Oh shit—now he’s going to think she slept with someone.

“I love you, too,” Hunter said, smiling and gently wiping the tears from her face. “Why don’t you go clean up, and I’ll buy you breakfast?”

Andy nodded her head up and down several times, then walked into the bathroom, closed the door, and turned on the shower, as Hunter threw his luggage on her bed.

“She didn’t sleep with anyone,” I told Hunter, once I knew Andy was out of hearing range.

Hunter turned to me and smiled. “I know.”

I sat up, trying to clarify. “I mean, she didn’t sleep with anyone, she didn’t kiss anyone, she didn’t do anything other than get sick in our bathroom all night.”

“I know,” Hunter said in a completely self-assured, but very sweet tone. “I know my future bride pretty well.”

It was at that moment I realized this marriage was going to be just fine.

And I had a new bit of advice for my book:

If people could unfuck, they’d do it every day. This also applies to undating.

Twenty-Six

Comparisons are odious.—Sir John Fortescue

Romantically speaking, everyone was having a better Saturday than me. Hunter and Andy were spending the day by the pool, hugging and nuzzling each other like they were the only two people on earth.

Drew and Dawn left the group to take a helicopter ride around the Grand Canyon, presumably where they were hugging and nuzzling each other, and acting like they were the only two people on earth.

The bachelors and bachelorettes from Hunter and Andy’s respective groups were hooking up like bunnies. My brother Jamie was probably hooking up with Kate, which I thought was an accident waiting to happen, but I couldn’t say anything to dissuade either of them from flirting this morning, so I gave up.

Me? I was spending the day trying to figure out what went wrong with Jordan.

The day started out so promising. At eleven o’clock in the morning, I went to Drew’s suite to ask Jordan to breakfast. I glued on my happiest smile and knocked on the door—ready to embark on a romantic adventure!

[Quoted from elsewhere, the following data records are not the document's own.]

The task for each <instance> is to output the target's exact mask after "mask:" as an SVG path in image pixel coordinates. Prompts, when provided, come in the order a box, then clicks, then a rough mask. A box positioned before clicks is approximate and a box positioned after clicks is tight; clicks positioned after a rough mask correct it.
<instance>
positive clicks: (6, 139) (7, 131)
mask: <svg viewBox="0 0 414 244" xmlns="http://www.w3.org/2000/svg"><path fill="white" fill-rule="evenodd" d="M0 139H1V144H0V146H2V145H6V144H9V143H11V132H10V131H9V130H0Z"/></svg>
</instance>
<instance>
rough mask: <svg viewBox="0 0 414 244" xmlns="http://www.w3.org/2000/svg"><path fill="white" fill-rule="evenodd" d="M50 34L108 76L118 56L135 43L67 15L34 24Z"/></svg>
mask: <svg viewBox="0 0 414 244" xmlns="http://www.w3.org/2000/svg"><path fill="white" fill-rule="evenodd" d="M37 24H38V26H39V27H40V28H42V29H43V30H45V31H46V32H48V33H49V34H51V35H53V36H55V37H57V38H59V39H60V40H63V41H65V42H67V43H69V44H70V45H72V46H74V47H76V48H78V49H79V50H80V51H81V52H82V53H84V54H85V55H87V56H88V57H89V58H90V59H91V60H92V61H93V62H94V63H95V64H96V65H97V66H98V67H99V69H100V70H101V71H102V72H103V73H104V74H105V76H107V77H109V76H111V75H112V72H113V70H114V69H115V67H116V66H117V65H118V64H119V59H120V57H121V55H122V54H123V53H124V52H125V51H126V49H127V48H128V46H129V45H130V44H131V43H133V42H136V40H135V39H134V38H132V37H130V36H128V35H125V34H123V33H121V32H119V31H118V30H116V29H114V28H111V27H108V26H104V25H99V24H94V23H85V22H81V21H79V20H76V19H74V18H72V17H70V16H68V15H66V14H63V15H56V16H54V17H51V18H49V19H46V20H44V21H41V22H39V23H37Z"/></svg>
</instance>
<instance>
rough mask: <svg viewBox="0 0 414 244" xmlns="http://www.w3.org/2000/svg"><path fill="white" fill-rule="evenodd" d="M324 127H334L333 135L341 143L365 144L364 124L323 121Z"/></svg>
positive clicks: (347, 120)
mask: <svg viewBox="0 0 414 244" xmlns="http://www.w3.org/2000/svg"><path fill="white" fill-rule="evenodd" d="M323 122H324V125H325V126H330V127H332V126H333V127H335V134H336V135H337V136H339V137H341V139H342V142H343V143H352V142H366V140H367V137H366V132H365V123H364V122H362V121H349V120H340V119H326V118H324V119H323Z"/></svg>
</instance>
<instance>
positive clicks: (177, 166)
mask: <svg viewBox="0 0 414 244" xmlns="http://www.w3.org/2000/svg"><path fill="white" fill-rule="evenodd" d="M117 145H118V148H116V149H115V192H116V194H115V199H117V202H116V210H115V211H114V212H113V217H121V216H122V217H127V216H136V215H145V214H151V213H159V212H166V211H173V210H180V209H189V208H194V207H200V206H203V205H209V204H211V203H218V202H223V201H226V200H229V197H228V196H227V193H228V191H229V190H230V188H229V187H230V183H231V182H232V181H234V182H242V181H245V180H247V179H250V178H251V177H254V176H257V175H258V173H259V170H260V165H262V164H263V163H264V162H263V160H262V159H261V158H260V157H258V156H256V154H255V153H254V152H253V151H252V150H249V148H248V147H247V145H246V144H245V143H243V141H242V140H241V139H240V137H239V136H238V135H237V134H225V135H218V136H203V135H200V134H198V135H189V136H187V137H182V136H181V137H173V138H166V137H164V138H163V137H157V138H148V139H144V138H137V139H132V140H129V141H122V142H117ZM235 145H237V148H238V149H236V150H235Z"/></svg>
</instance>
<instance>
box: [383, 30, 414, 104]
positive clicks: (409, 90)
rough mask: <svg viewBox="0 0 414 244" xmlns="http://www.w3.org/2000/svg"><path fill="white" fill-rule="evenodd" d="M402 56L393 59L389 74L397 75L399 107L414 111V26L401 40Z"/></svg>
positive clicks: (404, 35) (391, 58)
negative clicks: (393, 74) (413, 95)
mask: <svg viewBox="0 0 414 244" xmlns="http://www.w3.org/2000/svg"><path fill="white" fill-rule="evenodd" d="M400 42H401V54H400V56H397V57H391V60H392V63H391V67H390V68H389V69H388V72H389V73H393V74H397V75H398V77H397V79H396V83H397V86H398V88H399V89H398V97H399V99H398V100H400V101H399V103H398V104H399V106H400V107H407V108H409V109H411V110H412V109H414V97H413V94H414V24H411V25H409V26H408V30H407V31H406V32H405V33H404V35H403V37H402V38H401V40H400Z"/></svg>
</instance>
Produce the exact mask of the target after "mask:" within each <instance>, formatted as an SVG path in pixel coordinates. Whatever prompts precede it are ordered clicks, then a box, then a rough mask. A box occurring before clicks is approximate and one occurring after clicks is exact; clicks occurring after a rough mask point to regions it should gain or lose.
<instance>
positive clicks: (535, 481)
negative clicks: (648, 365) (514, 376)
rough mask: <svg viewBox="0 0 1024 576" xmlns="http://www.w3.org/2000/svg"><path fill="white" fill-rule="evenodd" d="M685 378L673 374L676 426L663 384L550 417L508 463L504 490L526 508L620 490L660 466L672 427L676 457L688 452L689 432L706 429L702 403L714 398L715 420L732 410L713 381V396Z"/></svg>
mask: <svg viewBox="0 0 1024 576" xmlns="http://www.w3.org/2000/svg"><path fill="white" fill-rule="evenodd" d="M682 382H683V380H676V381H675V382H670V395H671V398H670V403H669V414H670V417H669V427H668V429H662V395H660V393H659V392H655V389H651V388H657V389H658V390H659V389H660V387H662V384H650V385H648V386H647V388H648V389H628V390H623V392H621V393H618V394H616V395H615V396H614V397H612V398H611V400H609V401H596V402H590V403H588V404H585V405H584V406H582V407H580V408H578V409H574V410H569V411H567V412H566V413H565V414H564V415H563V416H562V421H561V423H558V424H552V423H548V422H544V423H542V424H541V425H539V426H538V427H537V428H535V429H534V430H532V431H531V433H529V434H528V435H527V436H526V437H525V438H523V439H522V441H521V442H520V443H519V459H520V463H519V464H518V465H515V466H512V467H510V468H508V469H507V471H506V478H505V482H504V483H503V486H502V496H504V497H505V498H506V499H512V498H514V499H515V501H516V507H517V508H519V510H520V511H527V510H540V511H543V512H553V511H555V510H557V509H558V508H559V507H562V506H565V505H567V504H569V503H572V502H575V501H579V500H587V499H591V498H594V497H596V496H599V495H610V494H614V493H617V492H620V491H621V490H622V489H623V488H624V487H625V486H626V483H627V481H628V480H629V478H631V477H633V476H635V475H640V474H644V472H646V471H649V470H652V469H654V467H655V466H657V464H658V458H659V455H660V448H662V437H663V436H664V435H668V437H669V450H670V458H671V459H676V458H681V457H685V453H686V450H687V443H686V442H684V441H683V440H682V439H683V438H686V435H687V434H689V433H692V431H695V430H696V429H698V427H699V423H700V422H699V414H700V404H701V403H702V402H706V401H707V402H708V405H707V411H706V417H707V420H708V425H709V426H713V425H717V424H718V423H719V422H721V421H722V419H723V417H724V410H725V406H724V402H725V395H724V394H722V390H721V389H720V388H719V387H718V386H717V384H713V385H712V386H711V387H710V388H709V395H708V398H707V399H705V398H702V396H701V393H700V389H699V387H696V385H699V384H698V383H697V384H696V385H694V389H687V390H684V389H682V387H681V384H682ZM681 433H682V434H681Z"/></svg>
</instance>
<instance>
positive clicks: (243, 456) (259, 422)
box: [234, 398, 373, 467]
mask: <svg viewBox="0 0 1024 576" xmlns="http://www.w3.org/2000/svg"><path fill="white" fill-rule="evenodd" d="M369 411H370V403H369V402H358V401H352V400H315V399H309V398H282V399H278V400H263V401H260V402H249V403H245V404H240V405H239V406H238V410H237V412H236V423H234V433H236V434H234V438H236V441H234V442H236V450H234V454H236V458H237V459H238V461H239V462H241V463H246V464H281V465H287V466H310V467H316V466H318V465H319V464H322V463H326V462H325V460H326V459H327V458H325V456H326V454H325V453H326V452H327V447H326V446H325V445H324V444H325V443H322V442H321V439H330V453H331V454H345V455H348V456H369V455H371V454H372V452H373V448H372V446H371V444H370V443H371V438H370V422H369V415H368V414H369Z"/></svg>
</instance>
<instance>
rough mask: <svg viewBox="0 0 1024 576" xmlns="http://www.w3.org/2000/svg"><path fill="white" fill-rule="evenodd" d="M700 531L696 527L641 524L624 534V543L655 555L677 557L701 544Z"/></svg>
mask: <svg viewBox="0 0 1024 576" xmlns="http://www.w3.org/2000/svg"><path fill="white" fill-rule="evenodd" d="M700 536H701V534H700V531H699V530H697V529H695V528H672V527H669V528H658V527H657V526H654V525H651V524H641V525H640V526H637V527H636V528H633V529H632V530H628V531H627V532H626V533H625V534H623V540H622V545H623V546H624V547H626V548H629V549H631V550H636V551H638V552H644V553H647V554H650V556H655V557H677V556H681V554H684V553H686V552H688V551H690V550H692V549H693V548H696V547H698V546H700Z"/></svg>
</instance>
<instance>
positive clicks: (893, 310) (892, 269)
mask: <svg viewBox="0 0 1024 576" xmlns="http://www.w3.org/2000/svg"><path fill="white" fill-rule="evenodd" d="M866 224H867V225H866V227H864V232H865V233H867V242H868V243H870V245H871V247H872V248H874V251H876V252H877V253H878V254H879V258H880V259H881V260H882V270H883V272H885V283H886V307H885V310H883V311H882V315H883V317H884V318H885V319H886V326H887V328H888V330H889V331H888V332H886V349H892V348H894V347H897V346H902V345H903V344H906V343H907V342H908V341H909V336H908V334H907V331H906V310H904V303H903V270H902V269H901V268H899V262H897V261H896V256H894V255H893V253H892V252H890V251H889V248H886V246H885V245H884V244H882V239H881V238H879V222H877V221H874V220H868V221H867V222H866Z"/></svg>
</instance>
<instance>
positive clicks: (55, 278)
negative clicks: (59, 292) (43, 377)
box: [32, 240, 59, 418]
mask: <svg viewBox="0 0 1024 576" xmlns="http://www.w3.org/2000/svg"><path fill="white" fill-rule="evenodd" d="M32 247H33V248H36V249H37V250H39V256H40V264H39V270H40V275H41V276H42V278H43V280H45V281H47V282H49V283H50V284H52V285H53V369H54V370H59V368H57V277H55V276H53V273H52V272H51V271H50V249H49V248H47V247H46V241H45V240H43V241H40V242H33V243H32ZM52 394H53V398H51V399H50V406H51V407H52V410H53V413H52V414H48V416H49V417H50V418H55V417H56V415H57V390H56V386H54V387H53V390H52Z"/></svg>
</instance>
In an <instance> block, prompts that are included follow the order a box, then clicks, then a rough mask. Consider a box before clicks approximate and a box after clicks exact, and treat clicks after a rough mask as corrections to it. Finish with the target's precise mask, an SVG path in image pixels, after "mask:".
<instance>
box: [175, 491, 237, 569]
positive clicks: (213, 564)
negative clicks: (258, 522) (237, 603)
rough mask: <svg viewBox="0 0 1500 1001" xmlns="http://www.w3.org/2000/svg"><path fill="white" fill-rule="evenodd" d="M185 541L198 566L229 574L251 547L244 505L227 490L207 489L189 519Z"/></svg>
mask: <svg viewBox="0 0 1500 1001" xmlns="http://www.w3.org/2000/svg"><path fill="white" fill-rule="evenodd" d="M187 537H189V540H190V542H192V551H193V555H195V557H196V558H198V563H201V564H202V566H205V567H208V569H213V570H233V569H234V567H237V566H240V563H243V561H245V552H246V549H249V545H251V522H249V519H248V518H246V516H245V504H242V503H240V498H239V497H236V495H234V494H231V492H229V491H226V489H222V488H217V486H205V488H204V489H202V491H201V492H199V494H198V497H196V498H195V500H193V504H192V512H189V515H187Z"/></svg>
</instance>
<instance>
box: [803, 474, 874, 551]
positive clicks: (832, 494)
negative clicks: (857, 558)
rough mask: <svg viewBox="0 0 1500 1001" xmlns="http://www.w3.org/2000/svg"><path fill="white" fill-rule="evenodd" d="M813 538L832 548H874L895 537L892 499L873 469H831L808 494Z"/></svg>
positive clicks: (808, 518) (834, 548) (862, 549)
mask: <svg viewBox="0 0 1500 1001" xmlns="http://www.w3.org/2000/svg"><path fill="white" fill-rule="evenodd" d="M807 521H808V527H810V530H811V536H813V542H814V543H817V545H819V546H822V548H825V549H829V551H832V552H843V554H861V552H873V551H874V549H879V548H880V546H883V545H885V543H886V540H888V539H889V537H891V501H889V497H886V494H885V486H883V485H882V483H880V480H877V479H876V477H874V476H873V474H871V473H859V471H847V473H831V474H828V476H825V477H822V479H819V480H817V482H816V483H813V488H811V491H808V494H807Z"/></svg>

I had the whole day planned out in my head. I would ask Jordan to breakfast, thereby separating him from the herd, so to speak, and whisk him off to someplace fun—just the two of us. Someplace like the Palatium Buffet at Caesar’s Palace, with its all-you-can-eat omelet bar, or maybe the Buffet at the Bellagio.

I would order a glass of champagne and encourage him to do the same (you know, to loosen him up), and we would talk openly and freely, with no reservations, just like we did online.

We would spend hours looking into each other’s eyes, and saying such witty bon mots as “Oh my God! I love Italian food, too!” and “You’re right! Bruce Willis has been overlooked by the Academy!” as we perused all the attractions that Las Vegas has to offer: the dolphin pool at the Mirage, the tiger cubs at the MGM Grand, maybe ride the roller coaster at New York, New York.

We would talk and laugh all afternoon, and I would occasionally rub his arm, maybe take his hand while we walked through the casino, then ask him to dance while we listened to a middle-aged diva with a Princess Diana haircut sing “Having My Baby.”

Oh, it would be silly and fun and perfect, and by the end of the night we would be inseparable.

God has a sense of humor. Don’t believe me? Just look at a zebra, and tell me what was going on in his mind that day.